Deutschland

Linken-Politiker Klaus Ernst zu Nord Stream 2: "Russland nicht immer den schwarzen Peter zuschieben"

Im Interview mit RT DE erklärte Klaus Ernst (Die Linke), dass die Einigung über Nord Stream 2 ein "Sieg für das Völkerrecht" sei, denn die Sanktionspolitik der USA sei inakzeptabel gewesen. Ein Problem sei jedoch, dass man immer die russische Seite verantwortlich mache.

Am Mittwoch hatten Deutschland und die USA eine Einigung im Streit um das Erdgasprojekt Nord Stream 2 bekannt gegeben.
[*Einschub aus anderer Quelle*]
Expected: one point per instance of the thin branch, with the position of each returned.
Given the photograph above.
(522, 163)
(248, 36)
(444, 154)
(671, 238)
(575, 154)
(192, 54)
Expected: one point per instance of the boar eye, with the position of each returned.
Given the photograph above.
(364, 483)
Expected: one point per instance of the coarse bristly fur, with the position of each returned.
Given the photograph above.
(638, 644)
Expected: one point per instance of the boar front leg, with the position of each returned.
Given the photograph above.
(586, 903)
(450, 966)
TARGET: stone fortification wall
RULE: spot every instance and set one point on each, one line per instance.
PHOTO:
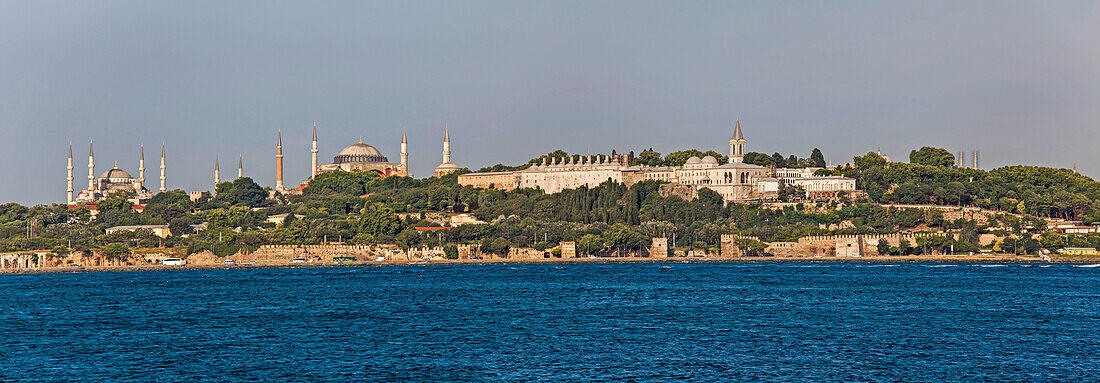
(842, 245)
(283, 253)
(728, 244)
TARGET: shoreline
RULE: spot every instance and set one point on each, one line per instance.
(909, 259)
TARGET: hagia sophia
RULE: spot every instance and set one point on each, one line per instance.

Dabei ging es auch darum, ein angebliches Risiko zu verringern, das das Projekt für die Ukraine darstellen könnte. Die USA hatten sich seit dem Jahr 2012 gegen das Projekt gestellt und im Jahr 2019 Sanktionen gegen das Projekt verhängt. Im nächsten Monat soll Nord Stream 2 jedoch fertiggestellt werden und voraussichtlich jährlich 55 Milliarden Kubikmeter Erdgas aus Russland durch die Ostsee nach Deutschland bringen.
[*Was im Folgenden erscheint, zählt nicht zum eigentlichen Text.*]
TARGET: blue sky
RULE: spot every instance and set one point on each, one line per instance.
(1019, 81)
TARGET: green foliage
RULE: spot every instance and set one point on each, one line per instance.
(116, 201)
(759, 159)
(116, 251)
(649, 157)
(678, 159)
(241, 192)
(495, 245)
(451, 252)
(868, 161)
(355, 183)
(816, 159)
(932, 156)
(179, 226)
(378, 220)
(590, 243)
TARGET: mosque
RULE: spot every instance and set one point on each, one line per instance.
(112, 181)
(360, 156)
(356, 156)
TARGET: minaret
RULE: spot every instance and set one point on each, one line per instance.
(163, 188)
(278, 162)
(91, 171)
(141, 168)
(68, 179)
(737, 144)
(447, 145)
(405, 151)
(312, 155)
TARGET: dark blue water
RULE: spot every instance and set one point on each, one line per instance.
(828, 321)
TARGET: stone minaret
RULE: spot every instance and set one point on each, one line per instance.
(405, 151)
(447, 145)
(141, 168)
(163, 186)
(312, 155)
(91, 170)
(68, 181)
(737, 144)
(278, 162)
Der Linken-Politiker Klaus Ernst sieht den Weiterbau der Ostsee-Pipeline positiv. Im Interview mit RT DE erklärte er, dass dies auch ein Sieg für das Völkerrecht sei, denn das Vorgehen der Vereinigten Staaten, Sanktionen zu verhängen, die nichts mehr mit dem eigenen Land zu tun haben, sei inakzeptabel gewesen. Ein Problem sei jedoch, dass in der Vereinbarung immer die russische Seite für all das verantwortlich gemacht werde, was in der Ukraine falsch laufe. Diese einseitige Zuweisung gegen Russland sei aus seiner Sicht nicht akzeptabel. Die Gasversorgung in der Ukraine sei vor allem deshalb ein Problem gewesen, weil das Land Rechnungen nicht bezahlt und auch illegal Gas abgezweigt habe:

"Insofern bin ich der Auffassung, es ist nicht akzeptabel, letztendlich der russischen Seite die Verantwortung zuzuschieben, wenn die Ukraine die Gasrechnung nicht bezahlt, denn das ist letztendlich das, was in dieser Vereinbarung vereinbart ist."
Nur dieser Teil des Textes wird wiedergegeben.